He stares at me blankly from the sofa where Livvy is lying, cranky and fidgety, across his lap.

But what about the exhibition?

Oh, I say as casually as I can, they had enough people. More than enough. They were fine.

He stays looking at me and saying nothing.

What? I say.

More than two drinks, he says.

No, I chuck my coat at the chair but I miss and it slithers off onto the floor. I pick it up again. It’s just—I’m not used
to it.

It’s true. I haven’t drunk properly since Liv was born.

He says nothing.
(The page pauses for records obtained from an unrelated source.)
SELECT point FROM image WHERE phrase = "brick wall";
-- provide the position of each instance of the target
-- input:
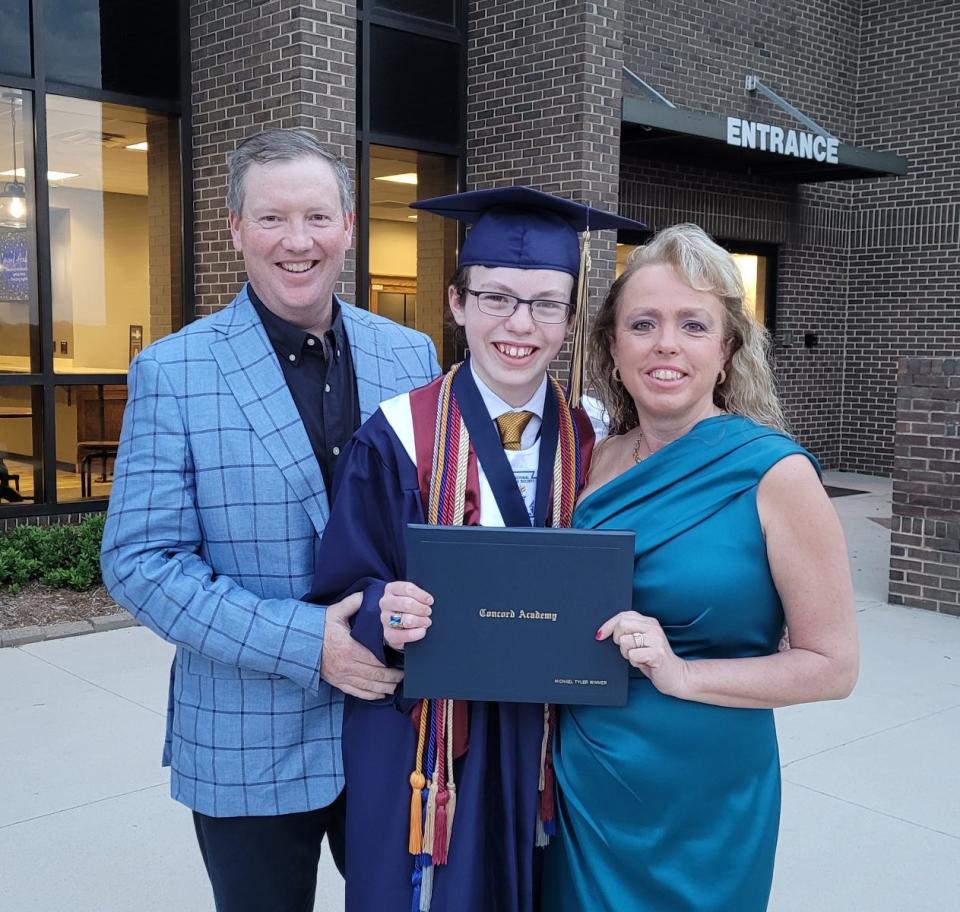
(904, 266)
(164, 219)
(698, 54)
(811, 282)
(925, 536)
(543, 106)
(256, 65)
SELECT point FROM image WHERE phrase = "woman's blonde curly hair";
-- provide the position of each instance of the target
(748, 388)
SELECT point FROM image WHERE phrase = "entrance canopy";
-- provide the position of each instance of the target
(803, 153)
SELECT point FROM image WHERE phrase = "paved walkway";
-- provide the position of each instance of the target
(871, 816)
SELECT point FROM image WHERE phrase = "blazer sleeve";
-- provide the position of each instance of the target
(152, 557)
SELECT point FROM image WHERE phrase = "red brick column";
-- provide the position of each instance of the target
(925, 536)
(256, 65)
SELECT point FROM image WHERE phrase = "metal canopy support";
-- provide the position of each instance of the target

He looks at the TV, then back at me.

This baby’s very hungry, he says at last.

I know, I tell him because my breasts are bursting.

You think you should feed her when you’ve been drinking?

I shut my eyes.

I have to—now. But OK maybe we should start trying her on formula.

He makes a face of surprise.

I thought you wanted to carry on as long as possible?

I do.

Well, then.

He stands up, hands her to me. Livvy’s eyes gleam at the sight of my face.

My head aches. As she gasps and closes her mouth over my nipple, fixing me with her hot black eyes, Mick goes to the kitchen
and returns with a glass of water. Passes it to me. In silence.

Thanks.

I put my finger into Livvy’s small, proffered fist. She releases the nipple a second to register pleasure, takes a quick breath,
latches on again. How could I be late for this child?

Mick sits down in the armchair, watches the TV, then watches me. Eventually he flicks the TV off.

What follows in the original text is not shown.